Part of: Prelims and GS-I Geography
Context: Recently, ‘Bomb cyclone’ hit eastern US, which triggered transport chaos and power outages.
What is a Bomb Cyclone?
- A bomb cyclone is a large, intense midaltitude storm that has low pressure at its center, weather fronts and an array of associated weather, from blizzards to severe thunderstorms to heavy precipitation.
- Bomb cyclones put forecasters on high alert, because they can produce significant harmful impacts.
Reasons for the Formation:
- This can happen when a cold air mass collides with a warm air mass, such as air over warm ocean waters.
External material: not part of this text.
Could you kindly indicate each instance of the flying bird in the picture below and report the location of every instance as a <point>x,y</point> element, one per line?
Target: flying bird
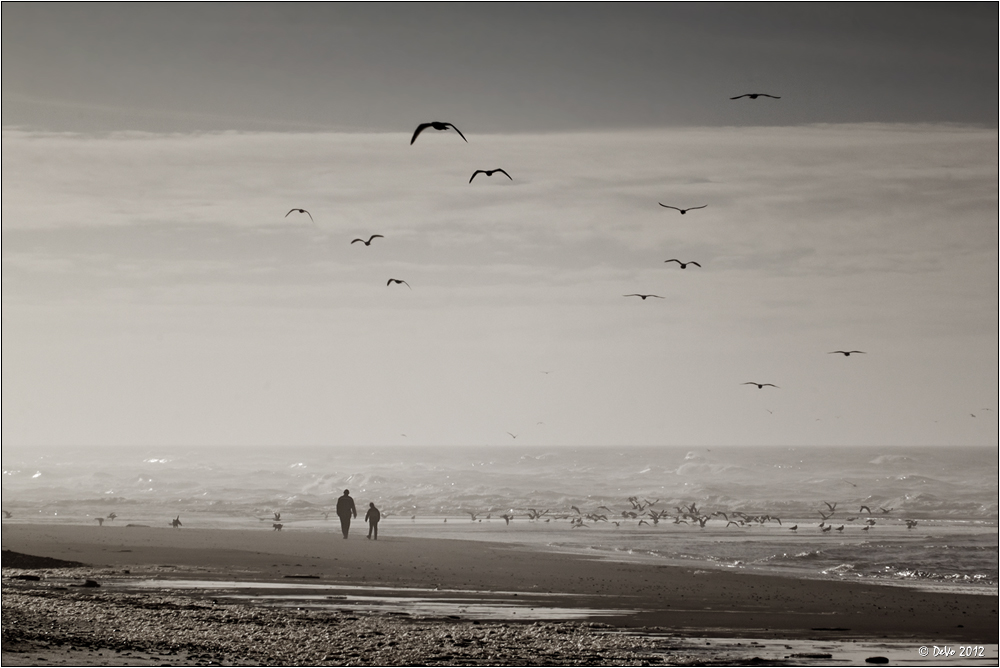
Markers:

The formation of this rapidly strengthening weather system is a process called bombogenesis.
- It occurs when a midlatitude cyclone rapidly intensifies, dropping at least 24 millibars over 24 hours.
Difference between Bomb Cyclone and a Hurricane
- Hurricanes tend to form in tropical areas and are powered by warm seas. For this reason, they’re most common in summer or early fall, when seawater is warmest.
- Bomb cyclones generally occur during colder months.
- Hurricanes form in tropical waters, while bomb cyclones form over the northwestern Atlantic, northwestern Pacific and sometimes in the Mediterranean Sea.